While Viv Albertine’s memoir tells the story of being an influential musician at the center of 1970s British punk, it’s also an account of everything that comes after that: marriage, motherhood, cancer, divorce — even relearning how to play the guitar. Among other things, Albertine reveals shrinking her musical past to emotionally accommodate her husband and fighting with her publisher to forego a ghostwriter. Thank the stars she won that fight, because her voice is strong, insightful, and intimate. One of the simple elegances of Albertine’s autobiography is how she marks time in a way familiar to so many women and femme music lovers: what she was wearing in that moment, what she was listening to, and who she was dating.

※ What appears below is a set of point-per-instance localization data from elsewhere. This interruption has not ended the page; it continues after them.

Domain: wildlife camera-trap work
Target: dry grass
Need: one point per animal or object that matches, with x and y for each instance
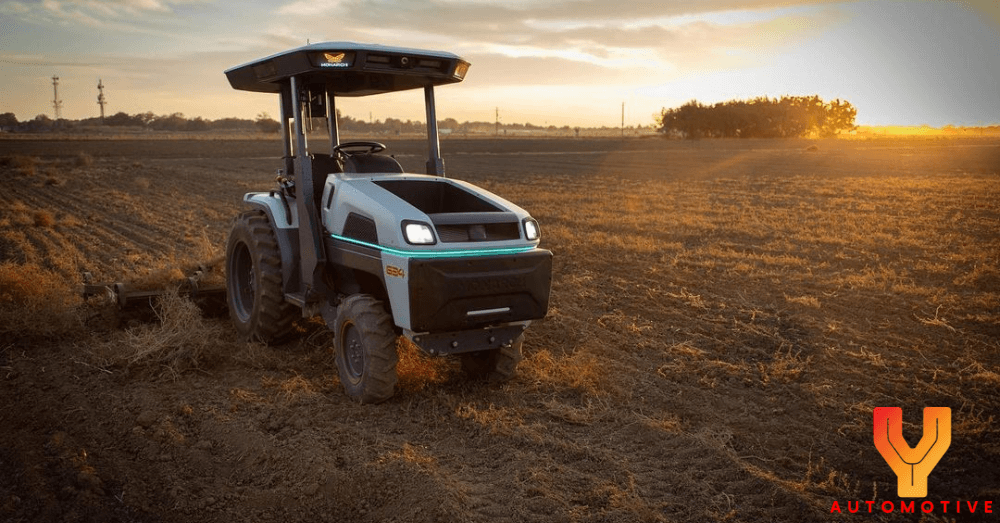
(181, 340)
(35, 302)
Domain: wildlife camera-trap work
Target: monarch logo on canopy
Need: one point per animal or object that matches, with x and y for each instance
(335, 60)
(912, 465)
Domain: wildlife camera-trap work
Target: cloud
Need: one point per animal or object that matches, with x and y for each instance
(95, 13)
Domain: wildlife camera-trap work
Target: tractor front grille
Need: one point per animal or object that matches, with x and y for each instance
(477, 232)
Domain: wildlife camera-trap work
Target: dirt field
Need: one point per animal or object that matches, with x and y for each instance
(725, 317)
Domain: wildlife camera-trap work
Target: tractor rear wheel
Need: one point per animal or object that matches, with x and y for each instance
(253, 280)
(365, 349)
(494, 365)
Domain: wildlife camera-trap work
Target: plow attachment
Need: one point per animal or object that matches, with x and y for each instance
(203, 287)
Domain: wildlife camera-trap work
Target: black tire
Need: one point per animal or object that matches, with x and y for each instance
(365, 349)
(253, 280)
(495, 365)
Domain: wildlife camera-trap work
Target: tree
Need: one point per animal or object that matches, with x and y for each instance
(8, 121)
(761, 117)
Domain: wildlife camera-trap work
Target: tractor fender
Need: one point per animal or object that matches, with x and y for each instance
(280, 211)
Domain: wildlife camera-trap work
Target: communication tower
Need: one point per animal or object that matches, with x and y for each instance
(56, 102)
(100, 98)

2015: Jessica Hopper’s The First Collection of Criticism by a Living Female Rock Critic
When I initially saw this in a bookstore, I actually scoffed. At the time, I was regularly reading so much excellent music criticism from women that my brain couldn’t yet wrap itself around the bold and unfortunate fact of the title. Highlights include Jessica Hopper’s essay on emo (“Where the Girls Aren’t”); Hole fact-checking Wikipedia during an oral history of Live Through This; and an interview with journalist Jim DeRogatis where Hopper unpacks her initial instinct to separate R. Kelly’s art from his abuses and admits that was a mistake.
2016: Laura Jane Grace’s Tranny
Against Me!’s Laura Jane Grace uses diaries entries dating back to the third grade to open up about transitioning, which makes it a landmark trans memoir. But beyond what the book means for transgender visibility, Grace also talks about what led her to punk and anarchism; being part of one of the most celebrated punk bands of the aughts; and reconciling her DIY punk past with finding commercial success — and what it meant when early audiences rejected Against Me! for “selling out.”

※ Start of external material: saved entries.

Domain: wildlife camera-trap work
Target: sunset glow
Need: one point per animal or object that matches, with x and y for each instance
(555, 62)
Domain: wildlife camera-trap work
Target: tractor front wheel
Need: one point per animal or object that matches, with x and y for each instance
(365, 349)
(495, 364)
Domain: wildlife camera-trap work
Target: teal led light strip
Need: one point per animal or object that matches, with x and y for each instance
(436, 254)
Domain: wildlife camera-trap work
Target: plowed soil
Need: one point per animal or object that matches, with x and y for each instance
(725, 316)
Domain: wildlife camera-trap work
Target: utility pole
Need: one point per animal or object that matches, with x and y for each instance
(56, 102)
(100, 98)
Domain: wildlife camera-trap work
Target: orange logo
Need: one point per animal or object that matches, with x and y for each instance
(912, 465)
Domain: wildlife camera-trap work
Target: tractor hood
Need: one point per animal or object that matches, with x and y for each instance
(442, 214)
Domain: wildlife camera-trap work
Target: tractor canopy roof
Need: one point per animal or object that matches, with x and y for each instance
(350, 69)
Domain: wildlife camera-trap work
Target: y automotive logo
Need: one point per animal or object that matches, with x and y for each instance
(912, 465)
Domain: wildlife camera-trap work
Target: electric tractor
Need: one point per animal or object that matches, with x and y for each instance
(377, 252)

2017: Jenn Pelly’s The Raincoats – The Raincoats (33 1/3)
Stories of ’70s heroines really came of age this decade, but so did the critics raised on them. If contributing Pitchfork editor Jenn Pelly’s articles are like singles, here was her first LP. Drawing on glimpses into the Raincoats’ personal archives and using interviews from bands such as Sleater-Kinney and Gang of Four, Pelly provides a tender, collage-like account of the Raincoats’ self-titled debut and how its influence lives on. But perhaps as important as the book was its New York launch party, which bridged multiple generations of music. In attendance was a veritable who’s-who of women in rock, and it led to Bikini Kill’s reunion tour.
2018: Michelle Tea’s Against Memoir
Against Memoir is exactly what the title suggests: it’s not a memoir, but it’s not NOT a memoir, either. Which also to say, it’s not a music book, but it’s not NOT a music book. Some writers observe things like how music is made or who it’s made with; Tea chronicles what happens after it’s heard, sandwiching it between myriad other cultural observations and self reflections. The result is a piecemeal queer history of music that resists historicization. Highlights include her “Transmissions from Camp Trans” — Camp Trans being the trans-inclusive music festival that sprung up across the road from trans-exclusionary Michigan Womyn’s Music Festival — and her history of HAGS, a ’90s San Francisco dyke gang orbited by Tribe 8 who kept bands like L7, Lunachicks, and 7 Year Bitch on heavy rotation.
2019: Shawna Potter’s Making Spaces Safer: A Guide to Giving Harassment the Boot
Drawing on over 20 years of experience fronting the hardcore band War on Women, Shawna Potter has been an active voice for improving physical and psychological safety for marginalized people in music spaces. She’s led trainings at large clubs and tiny DIY venues alike, and now she has a book of actionable advice for minimizing and responding to harassment. Potter takes the conversation beyond acknowledging the aggression targeted at so many people in music, especially women and gender-nonconforming people, and declares, “Here’s some things we can do about it.” This, like so many other titles on the list, gives us a glimpse into what the next decade (hopefully) holds: a more inclusive future for women in rock – musicians, fans, and writers alike.